The cure proportion is an important and interesting measure of cancer patient survival. Many of the cure models used for population-based cancer survival today rely on finding a parametric distribution flexible enough to capture the shape of the survival function, which in some scenarios is difficult to do. We here present a flexible parametric cure model, which is an extension of the flexible parametric survival model. This new method gives similar results to the Weibull non-mixture cure model, when it is reliable, and better fit when the Weibull non-mixture cure model gives biased estimates. This is illustrated here for the oldest age group where the Weibull non-mixture model gives biased estimates, but the flexible parametric survival model fits the data well.

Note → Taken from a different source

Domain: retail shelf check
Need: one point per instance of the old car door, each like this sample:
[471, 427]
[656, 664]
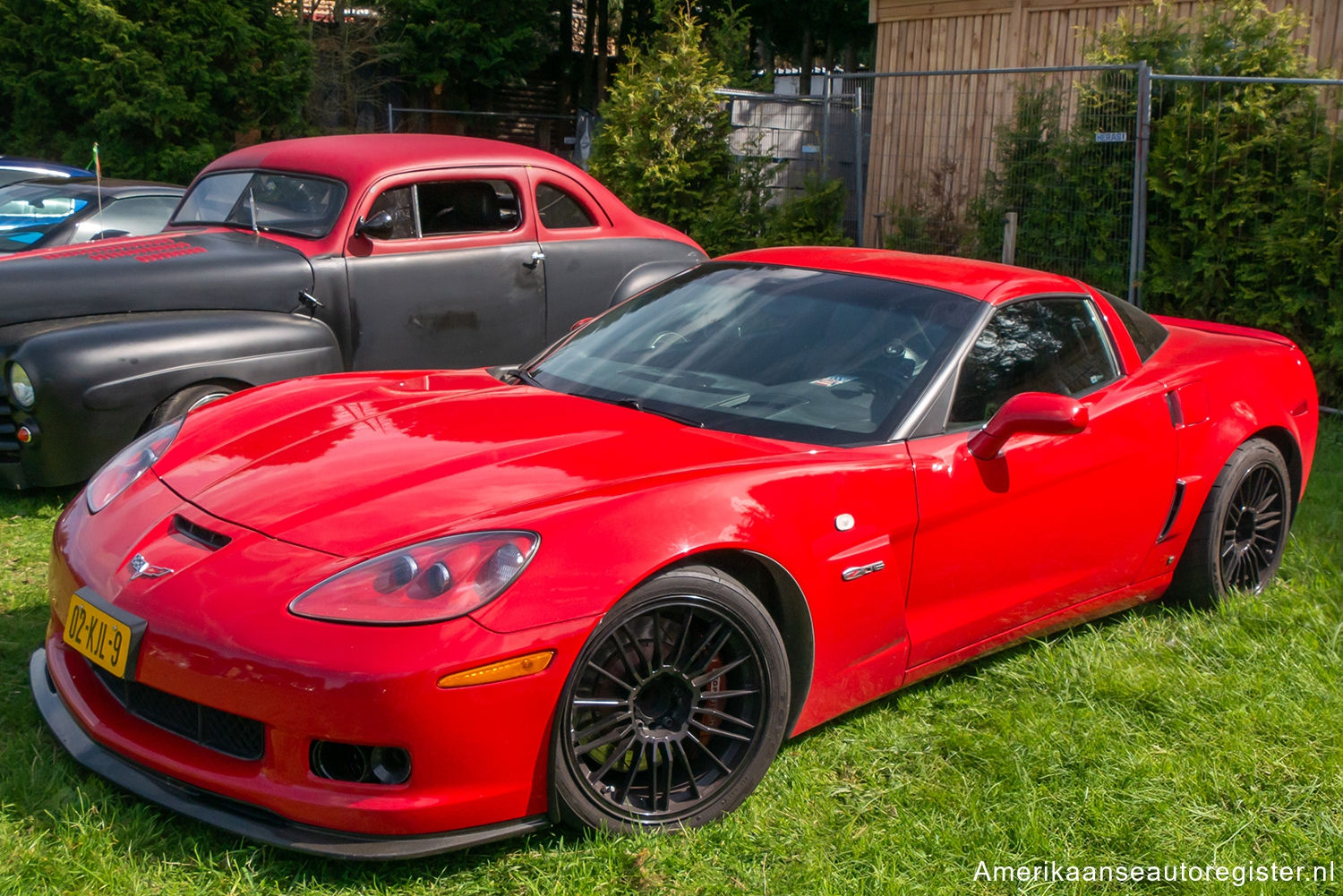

Since the flexible parametric cure model uses splines to model the underlying survival, it is important that the model is not overly sensitive to the location of the knots. We have investigated the sensitivity and the model seems to be fairly robust to the number and location of the knots, but some care needs be taken regarding the location of the last knot. The cure proportion is estimated from the cumulative excess hazard at the last knot, so it is important not to place the last knot too early, but preferably at the last observed death time or later. It is also good to make sure that the knots are distributed along the whole follow-up time, since the model needs to fit well at the end of the follow-up, even if most of the events are at the beginning.
The mixture and non-mixture cure models are sometimes used in situations when cure is not reached within the available follow-up time in the data. This can be done since the models estimate an asymptote for the relative survival function, but estimates of cure can be very sensitive to the parametric distribution chosen. We do not recommend extrapolation in this way when using the flexible parametric cure model since the point of cure has to be chosen. Even though the position of the last knot can be outside the data the cure point should be reached within the available follow-up time.
As with other cure models, the flexible parametric cure model will give an estimate of the cure proportion even when cure is not reasonable. It is therefore important to always compare results from cure models with standard methods for relative survival and to make sure that there seem to be a proportion of patients that are cured (see Figure 2). This is not a specific drawback for the flexible parametric cure model, but for cure models in general. In contrast to the mixture and non-mixture cure model, it is for the flexible parametric cure model possible to informally test the assumption of a cure proportion since it is a restricted standard flexible parametric survival model. But these tests should be interpreted with some caution, since the comparison is based on the fit over the whole time-scale and not just towards the end where the cure proportion is estimated.
We have presented the flexible parametric cure model within a relative survival setting, since that is the method of choice for population-based studies. However, the flexible parametric survival model and the flexible parametric cure model can also be used for non-relative survival data. For example when cause of death is known and reliable, or when the background mortality is very low which is the case for childhood cancer.
To enable application of the method we have updated the Stata command for flexible parametric survival models , and added an option that will fitflexible parametric cure models.